TW: Contains themes of cliché, dramatic literary narratives that have been overdone but is purely mine.
She was the best thing to ever happen to me.
She was old, about 400 years, but she had wisdom beyond her years.
She was graceful, she had strength from withstanding years of deceit, corruption, and love.
She shone bright, to make sure that no one ever felt alone.
But she failed me, and I felt so alone, because she was gone.
Preface:
During the pandemic, I often yearned to come back to New York City. I wasn’t myself back in forestal suburbia. I had just got out of a serious relationship and it took a toll on me and my mental health. I tried to replace the void by hanging out with my friends, which I had almost lost throughout the course of my relationship. I tried fueling my energy into writing and singing, to distract myself from feeling lonely. I would fight with my parents, crying that I needed to go back to school because I felt incomplete. No matter what I tried or how I behaved, nothing could take away from the fact that I wasn’t in New York City, reliving those same memories I had made in my freshman year, but in a bigger and better way. I knew the world was hurting, but I was too, and I’m allowed to be a little selfish right?
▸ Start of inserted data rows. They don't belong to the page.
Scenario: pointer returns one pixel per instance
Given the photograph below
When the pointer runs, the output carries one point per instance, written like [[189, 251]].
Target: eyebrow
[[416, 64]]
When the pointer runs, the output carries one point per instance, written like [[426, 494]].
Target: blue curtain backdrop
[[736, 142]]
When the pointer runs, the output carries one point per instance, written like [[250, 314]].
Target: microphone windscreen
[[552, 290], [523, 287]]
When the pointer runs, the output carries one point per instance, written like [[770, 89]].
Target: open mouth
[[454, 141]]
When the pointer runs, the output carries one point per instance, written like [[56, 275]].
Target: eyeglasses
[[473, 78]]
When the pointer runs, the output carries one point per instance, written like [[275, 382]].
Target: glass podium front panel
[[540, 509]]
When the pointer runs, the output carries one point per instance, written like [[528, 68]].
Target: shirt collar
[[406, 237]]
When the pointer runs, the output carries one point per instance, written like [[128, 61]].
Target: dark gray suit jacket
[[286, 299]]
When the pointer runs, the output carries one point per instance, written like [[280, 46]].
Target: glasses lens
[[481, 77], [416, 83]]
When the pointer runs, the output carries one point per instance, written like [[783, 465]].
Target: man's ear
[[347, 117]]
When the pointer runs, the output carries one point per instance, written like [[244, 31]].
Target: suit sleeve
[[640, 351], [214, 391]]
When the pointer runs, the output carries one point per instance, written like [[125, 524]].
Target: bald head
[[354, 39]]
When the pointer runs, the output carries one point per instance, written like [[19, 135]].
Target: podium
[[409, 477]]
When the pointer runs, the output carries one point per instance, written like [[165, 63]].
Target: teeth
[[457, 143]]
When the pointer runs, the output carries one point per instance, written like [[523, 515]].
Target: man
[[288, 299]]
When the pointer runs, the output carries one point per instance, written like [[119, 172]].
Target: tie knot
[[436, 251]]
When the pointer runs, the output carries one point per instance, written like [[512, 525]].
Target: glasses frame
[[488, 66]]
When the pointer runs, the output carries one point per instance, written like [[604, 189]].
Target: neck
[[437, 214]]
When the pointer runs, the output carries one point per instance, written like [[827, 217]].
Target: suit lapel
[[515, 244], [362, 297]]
I know what it feels like to lose yourself in the hustle and bustle of New York City. This project is my attempt to recapture how I felt living in New York City this semester, as I felt my life reaching a sense of normalcy once again.
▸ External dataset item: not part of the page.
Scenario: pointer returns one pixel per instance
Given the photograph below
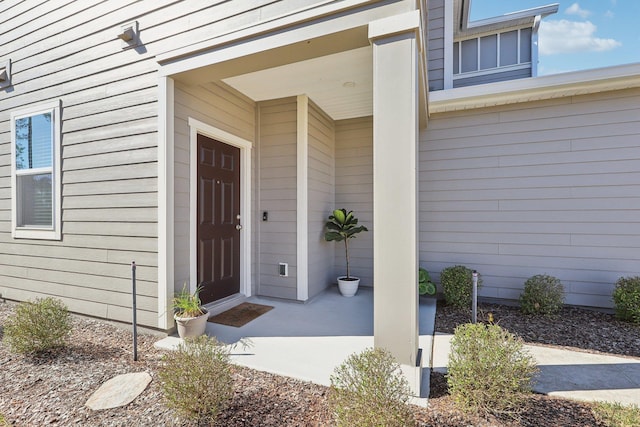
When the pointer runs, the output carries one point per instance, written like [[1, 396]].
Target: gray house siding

I found that I had her back, But was I really happy?
Procedure:
1. Due to my horrible sleep schedule, around 2AM every single night I write a word to sum up how the day felt to me. I compile all the words and create a poem. The poem makes no sense but it does to me.
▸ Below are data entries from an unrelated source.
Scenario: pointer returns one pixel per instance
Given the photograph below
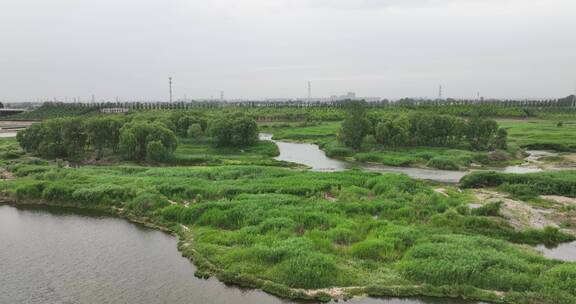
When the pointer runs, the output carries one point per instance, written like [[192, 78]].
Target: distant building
[[114, 110]]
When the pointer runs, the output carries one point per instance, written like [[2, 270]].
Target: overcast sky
[[271, 48]]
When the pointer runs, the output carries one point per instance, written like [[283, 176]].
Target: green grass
[[306, 229], [298, 132], [190, 152], [324, 134], [525, 186], [542, 134]]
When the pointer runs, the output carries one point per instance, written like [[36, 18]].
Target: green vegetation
[[550, 183], [419, 129], [542, 134], [244, 219], [151, 138], [258, 226]]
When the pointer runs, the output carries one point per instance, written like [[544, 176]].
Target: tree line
[[133, 137], [419, 129]]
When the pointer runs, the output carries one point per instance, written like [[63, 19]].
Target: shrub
[[374, 249], [308, 270]]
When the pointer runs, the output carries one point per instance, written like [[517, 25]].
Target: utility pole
[[170, 87], [309, 91]]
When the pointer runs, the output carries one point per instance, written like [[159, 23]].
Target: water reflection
[[563, 252], [54, 255]]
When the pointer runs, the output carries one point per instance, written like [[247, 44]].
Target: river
[[52, 255], [312, 156]]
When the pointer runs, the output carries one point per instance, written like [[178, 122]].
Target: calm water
[[8, 134], [56, 256], [312, 156]]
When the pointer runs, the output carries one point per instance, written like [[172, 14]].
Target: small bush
[[442, 163]]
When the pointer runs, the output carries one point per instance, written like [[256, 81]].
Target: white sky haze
[[271, 48]]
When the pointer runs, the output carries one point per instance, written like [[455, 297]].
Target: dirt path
[[518, 213]]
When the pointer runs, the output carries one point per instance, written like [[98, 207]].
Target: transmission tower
[[170, 87]]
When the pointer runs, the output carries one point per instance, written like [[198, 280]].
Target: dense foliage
[[419, 129], [134, 137], [235, 131], [315, 230]]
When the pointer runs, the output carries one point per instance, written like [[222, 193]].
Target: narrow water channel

2. I realize that I’m better off not writing poetry, and keeping my thoughts to myself.
3. I then regret making this public and cry about it, profusely apologizing to those that don’t understand my thoughts. I’m a cancer. This makes perfect sense.
4. I feel relieved and continue using poetry as my emotional outlet no matter how bad it sounds. My name is Kavya, it means poetry, this also makes sense.
The Product:
Wandering through what seems like the end
To find myself in yesterday
But then I look towards tomorrow and applaud her
For all she has achieved today
Things seem unclear, the location is unknown
But all I can now think about
Is how much I already know
So for that girl who once looked me in the eye
Don’t be afraid to fall before you grow
Epilogue: I know this might be another cliché attempt to capture the essence of what it means to live in New York City and it is. But it is so much more than that. It is: a small town girl with big dreams moves to New York City, falls in love and develops a toxic relationship with the island. She leaves and feels incomplete, but she comes back and feels happy. It is an endless cycle- she hates New York but she loves it. I hate New York but I love it.